After our 1.5 hour wait, we are rewarded with no more than ten minutes of the Doctor’s time. During this precious ten minutes, he gives the evaluation and a recommendation for tests I knew he would give . . . and in fact asked for weeks ago. Because, unlike him, I have the power of the Internet and am moderately curious, and can therefore use symptoms and observation to come up with a diagnosis.
But I do not say anything like this, because I know that, sooner or later, he’s going to help. Somehow. In some way other than the one trick he’s shown himself capable of so far: prescribing pain medication.
And that leads us to today.
We waited our usual 1.5 hours today. It’s a good thing Susan’s very comfortable sitting in a chair for that long, and that we don’t have kids to take care of, and that I don’t have a job I’m missing, or this would be very uncomfortable and inconvenient. I’m not upset, because I know that this kind of delay is just an anomaly — if you define “anomaly” as “something that happens every single time.”
OK, I promise. No more talking about the waiting.
The neurologist comes in, sits down, and tells Susan that the reason she’s in so much pain and her left leg has lost so much mobility is because the tumors on her pelvic bones are growing, so much so that her pelvis is in danger of fracturing. Susan probably should avoid walking altogether, and it would be a good idea to have an appointment with the oncologist.
He wishes her good luck — using these exact words: “Uh, good luck.” He says maybe we should set up a followup appointment in six weeks or so, though he does not say why.
And then he’s gone. Two minutes, beginning to end.
For some reason, it occurs to me: “Well, at least his next appointment won’t have had to wait quite so long.”
On the way out, neither Susan nor I make a move to the desk to set up a followup visit. Later, we will both acknowledge this was intentional.
After the Appointment
As we drive home, I call the oncologist’s assistant — I have her on speed dial, because she’s the one person in the medical community who returns my calls, every single time. I tell her what we’ve learned, and ask her to make sure to get the information from the neurologist, because we’re going to need to see the oncologist tomorrow and figure out what — if anything — we can do.

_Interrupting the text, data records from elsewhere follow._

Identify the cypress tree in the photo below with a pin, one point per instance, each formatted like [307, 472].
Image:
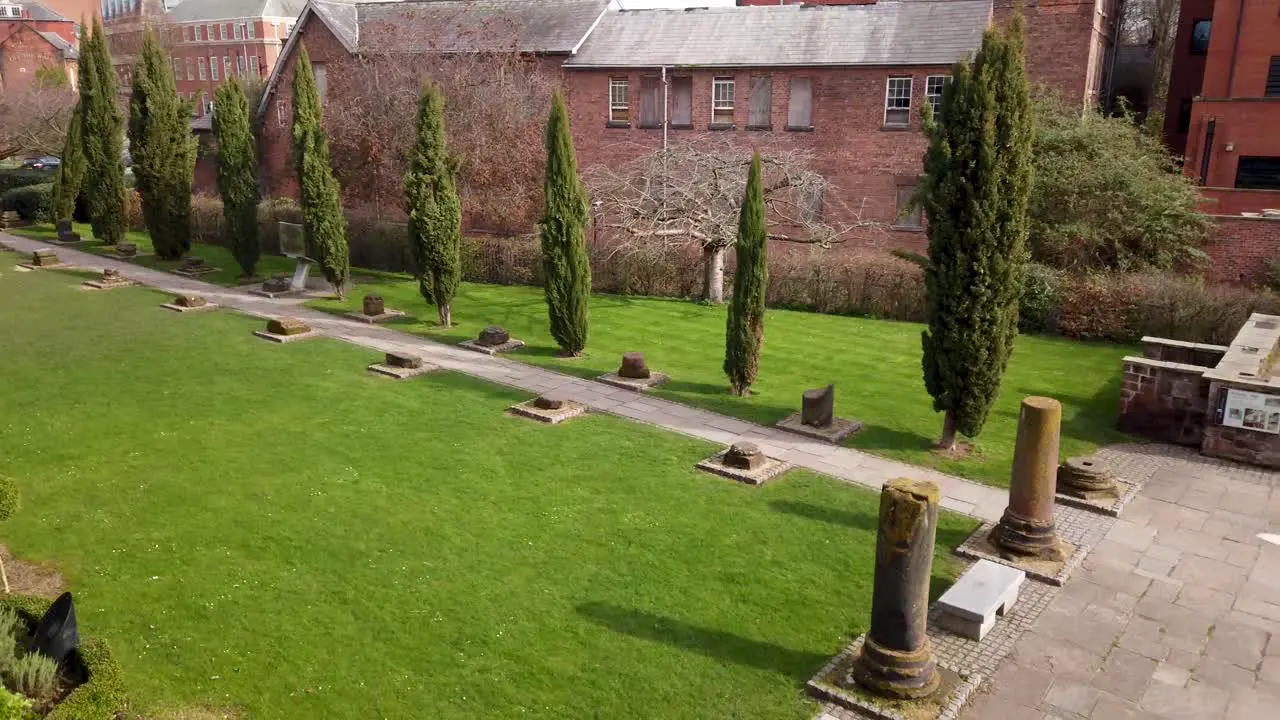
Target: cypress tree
[237, 178]
[163, 149]
[103, 126]
[434, 209]
[744, 332]
[563, 236]
[69, 177]
[974, 192]
[323, 223]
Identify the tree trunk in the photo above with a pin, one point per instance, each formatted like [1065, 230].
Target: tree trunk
[949, 432]
[713, 274]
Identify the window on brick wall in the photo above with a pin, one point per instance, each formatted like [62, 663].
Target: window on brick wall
[722, 101]
[933, 87]
[800, 112]
[620, 100]
[1258, 173]
[650, 101]
[897, 101]
[762, 103]
[682, 101]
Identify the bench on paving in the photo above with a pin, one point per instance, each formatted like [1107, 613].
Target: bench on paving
[986, 589]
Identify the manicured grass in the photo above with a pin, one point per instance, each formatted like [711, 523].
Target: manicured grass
[273, 529]
[215, 255]
[874, 364]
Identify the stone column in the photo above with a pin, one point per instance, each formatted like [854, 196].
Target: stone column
[896, 659]
[1027, 527]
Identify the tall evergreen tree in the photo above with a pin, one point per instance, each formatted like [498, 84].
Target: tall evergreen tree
[237, 174]
[163, 149]
[69, 177]
[434, 209]
[977, 176]
[103, 126]
[563, 236]
[323, 223]
[744, 329]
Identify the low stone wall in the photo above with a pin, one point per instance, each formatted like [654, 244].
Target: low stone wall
[1164, 401]
[1184, 352]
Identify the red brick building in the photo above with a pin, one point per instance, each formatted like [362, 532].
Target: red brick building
[845, 81]
[1224, 101]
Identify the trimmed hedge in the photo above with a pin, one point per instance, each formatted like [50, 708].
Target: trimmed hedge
[33, 203]
[103, 696]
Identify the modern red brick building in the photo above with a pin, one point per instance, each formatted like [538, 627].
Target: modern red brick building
[842, 80]
[1224, 101]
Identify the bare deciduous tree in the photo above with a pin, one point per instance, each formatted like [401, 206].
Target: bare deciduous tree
[691, 192]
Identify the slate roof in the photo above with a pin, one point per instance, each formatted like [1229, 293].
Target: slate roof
[199, 10]
[885, 33]
[475, 26]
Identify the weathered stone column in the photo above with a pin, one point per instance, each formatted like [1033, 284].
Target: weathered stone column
[896, 659]
[1027, 527]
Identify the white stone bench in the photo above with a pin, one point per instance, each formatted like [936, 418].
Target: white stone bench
[986, 589]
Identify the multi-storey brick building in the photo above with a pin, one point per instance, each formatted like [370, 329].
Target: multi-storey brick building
[842, 80]
[1224, 101]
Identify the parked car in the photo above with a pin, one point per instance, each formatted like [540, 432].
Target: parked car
[42, 163]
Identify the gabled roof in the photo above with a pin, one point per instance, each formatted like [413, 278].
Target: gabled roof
[883, 33]
[200, 10]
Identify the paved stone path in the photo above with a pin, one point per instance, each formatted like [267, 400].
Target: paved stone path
[1174, 615]
[850, 465]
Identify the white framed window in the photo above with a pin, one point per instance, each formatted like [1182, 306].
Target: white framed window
[897, 101]
[722, 101]
[933, 86]
[620, 100]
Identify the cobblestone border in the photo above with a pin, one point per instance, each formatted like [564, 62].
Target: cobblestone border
[492, 349]
[821, 687]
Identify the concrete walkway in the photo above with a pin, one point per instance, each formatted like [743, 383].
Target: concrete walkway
[850, 465]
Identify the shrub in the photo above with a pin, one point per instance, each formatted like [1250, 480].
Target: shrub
[33, 203]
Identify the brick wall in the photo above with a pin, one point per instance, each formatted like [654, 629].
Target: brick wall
[1164, 401]
[1240, 247]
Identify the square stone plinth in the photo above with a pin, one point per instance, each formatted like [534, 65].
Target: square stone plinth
[492, 349]
[978, 546]
[177, 308]
[638, 384]
[295, 337]
[565, 411]
[839, 429]
[374, 319]
[832, 683]
[106, 285]
[401, 373]
[1107, 502]
[755, 477]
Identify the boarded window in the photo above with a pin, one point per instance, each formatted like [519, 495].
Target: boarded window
[762, 103]
[800, 113]
[682, 101]
[650, 101]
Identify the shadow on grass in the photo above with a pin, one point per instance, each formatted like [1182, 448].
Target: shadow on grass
[833, 515]
[713, 643]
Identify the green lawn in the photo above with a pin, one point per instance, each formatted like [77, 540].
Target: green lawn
[270, 528]
[874, 364]
[215, 255]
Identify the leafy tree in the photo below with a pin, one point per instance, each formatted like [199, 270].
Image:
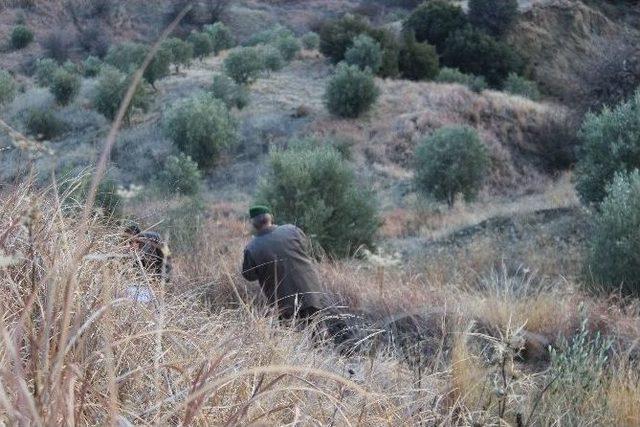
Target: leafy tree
[434, 21]
[21, 37]
[181, 52]
[244, 64]
[365, 53]
[613, 259]
[221, 37]
[472, 51]
[611, 143]
[201, 127]
[272, 58]
[43, 124]
[452, 161]
[45, 69]
[232, 94]
[7, 87]
[65, 86]
[311, 40]
[110, 90]
[518, 85]
[202, 45]
[180, 175]
[337, 36]
[418, 61]
[495, 17]
[350, 92]
[315, 188]
[453, 75]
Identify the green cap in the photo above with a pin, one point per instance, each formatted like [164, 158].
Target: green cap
[254, 211]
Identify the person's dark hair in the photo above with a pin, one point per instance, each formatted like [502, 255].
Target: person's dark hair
[133, 229]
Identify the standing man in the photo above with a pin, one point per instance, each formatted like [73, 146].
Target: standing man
[152, 251]
[278, 258]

The oncologist’s assistant assures me that this is a bump in the road, not the end of it.
Then, while we’re still driving home, the neurologist’s assistant calls Susan. “I’ve set up your appointment with the orthopedist,” she tells Susan.
“What?” replies Susan. The doctor did not mention setting up an appointment with anyone, and certainly not an orthopedist. Plus, the time being set is 70 minutes away from where we live, and at the same time Susan would be having chemotherapy, and, hopefully, talking with the Oncologist.
The Neurologist’s assistant calls back in a few minutes and says that the Neurologist has talked with the Oncologist and they both agree it’s more important that Susan see an Orthopedist than go to chemo.
To recap, our new situation is now as follows:
- Two doctors have agreed that a visit to a third doctor is more important than Susan going to get chemotherapy, which is — we thought — was pretty much the most importhant thing she could do each week.
- Neither doctor has bothered explaining to us why this is so incredibly important — or even relevant — and neither was available to talk today.
- Because Susan will be going to the Orthopedist instead of the Oncologist, she won’t be meeting with the Oncologist to talk about a course of action to fight the tumors that are — in spite of the chemotherapy — growing inside Susan.
- So not only don’t we know how bad this is and what to do next today, but we won’t know tomorrow either.
I’m sure it’s unreasonable of us, but this causes us some distress.